İhsan Çölemerikli

İhsan Çölemerikli

Alamut kalesinde barış görüşmeleri

Alamut kalesinde barış görüşmeleri

Hz. Ali ve Muaviye arasındaki iktidar kavgası Müslümanları düşman iki kampa ayırmıştı. Halifeliği saltanata dönüştüren Emevi ve Abbasiler Sünniliği kutsal kitaba dayanan, onu en iyi tanımlayan yol olarak benimsemişlerdir. Oysa tarihte kendi başlarına güçlü yönetimler kurmuş Farslarla Mısırlılar; Arap yönetimlerinin kavmiyetçilik potalarında erimemek için Hz.

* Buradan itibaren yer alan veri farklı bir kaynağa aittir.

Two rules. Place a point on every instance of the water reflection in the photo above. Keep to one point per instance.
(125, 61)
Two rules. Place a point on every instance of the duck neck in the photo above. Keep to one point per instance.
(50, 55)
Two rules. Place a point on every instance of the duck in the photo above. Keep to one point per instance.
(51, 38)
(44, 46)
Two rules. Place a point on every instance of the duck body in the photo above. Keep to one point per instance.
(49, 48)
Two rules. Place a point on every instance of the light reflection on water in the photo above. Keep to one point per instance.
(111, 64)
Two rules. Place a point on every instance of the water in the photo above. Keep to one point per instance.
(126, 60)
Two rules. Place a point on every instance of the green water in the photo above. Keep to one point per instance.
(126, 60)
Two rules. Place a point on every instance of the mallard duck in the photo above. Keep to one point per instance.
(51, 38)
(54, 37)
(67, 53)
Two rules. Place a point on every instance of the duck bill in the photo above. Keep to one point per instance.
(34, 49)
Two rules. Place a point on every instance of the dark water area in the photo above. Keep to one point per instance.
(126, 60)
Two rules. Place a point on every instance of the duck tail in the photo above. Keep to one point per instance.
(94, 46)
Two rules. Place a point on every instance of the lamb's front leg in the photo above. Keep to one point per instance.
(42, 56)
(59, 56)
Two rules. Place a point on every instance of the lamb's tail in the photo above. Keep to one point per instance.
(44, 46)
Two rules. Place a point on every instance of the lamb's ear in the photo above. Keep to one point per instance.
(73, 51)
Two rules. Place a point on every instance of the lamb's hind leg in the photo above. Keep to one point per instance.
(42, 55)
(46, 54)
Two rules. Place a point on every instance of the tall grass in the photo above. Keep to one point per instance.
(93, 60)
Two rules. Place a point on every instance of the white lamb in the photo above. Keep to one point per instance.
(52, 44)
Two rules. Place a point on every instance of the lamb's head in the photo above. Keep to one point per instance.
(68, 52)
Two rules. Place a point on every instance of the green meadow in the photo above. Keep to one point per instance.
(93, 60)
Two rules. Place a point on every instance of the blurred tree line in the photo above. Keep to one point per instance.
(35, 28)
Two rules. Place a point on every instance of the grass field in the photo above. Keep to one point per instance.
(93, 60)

Ali ve çocuklarının sevgisini ve uğradıkları haksızlığı öne çıkararak, Bağdat’taki merkezi Arap yönetimiyle iktidar yarışına girmişlerdir. Şiiler olarak da bilinen bu ekolün temsilcileri “Alevi” ve “Fatımi” örgütlenmeleriyle sahneye çıkarak İran ve Mısır’da zamanla devletleştiler. İktidar yarışına katılanlar mezhep sayısında artış meydana getirmişlerdir. Döneminde en fazla öne çıkanlardan biri de HASAN SABAH’tır. Fanatik bir Şii ailenin oğluydu. “Nişabur şehrinde KUR’AN okulunu ziyaret ederken, sonradan İran Selçukilerinin baş vezirliğini yapan NİZAM-ÜL MÜLK ile dost ve kan kardeşi olmuştu.” Hırslı, iktidara düşkün, İran’daki Selçuklu varlığına karşı ve son derece cesur bir kişiliğe sahipti. Hayal ettiği iktidar şatosunu kurmak için yetiştirdiği fedailerle hasımlarını ortadan kaldırmayı yöntem olarak benimsedi. İran’da Kazvin kenti yakınlarındaki “kartal yuvası” olarak adlandırılan ALAMUT KALESİ’ni ele geçirerek “ŞEYHÜLCEBEZ” yani “Dağdaki Koca” lakabını aldı. Fedailerin yaptırdığı suikastlarla İran Selçuklu yönetimi ile diğer hasımlarına korkulu yıllar yaşattı. Eski dostu baş vezir Nizam-ül Mülk’ü askeri karargâhında bir fedaisine öldürtmeyi başardı.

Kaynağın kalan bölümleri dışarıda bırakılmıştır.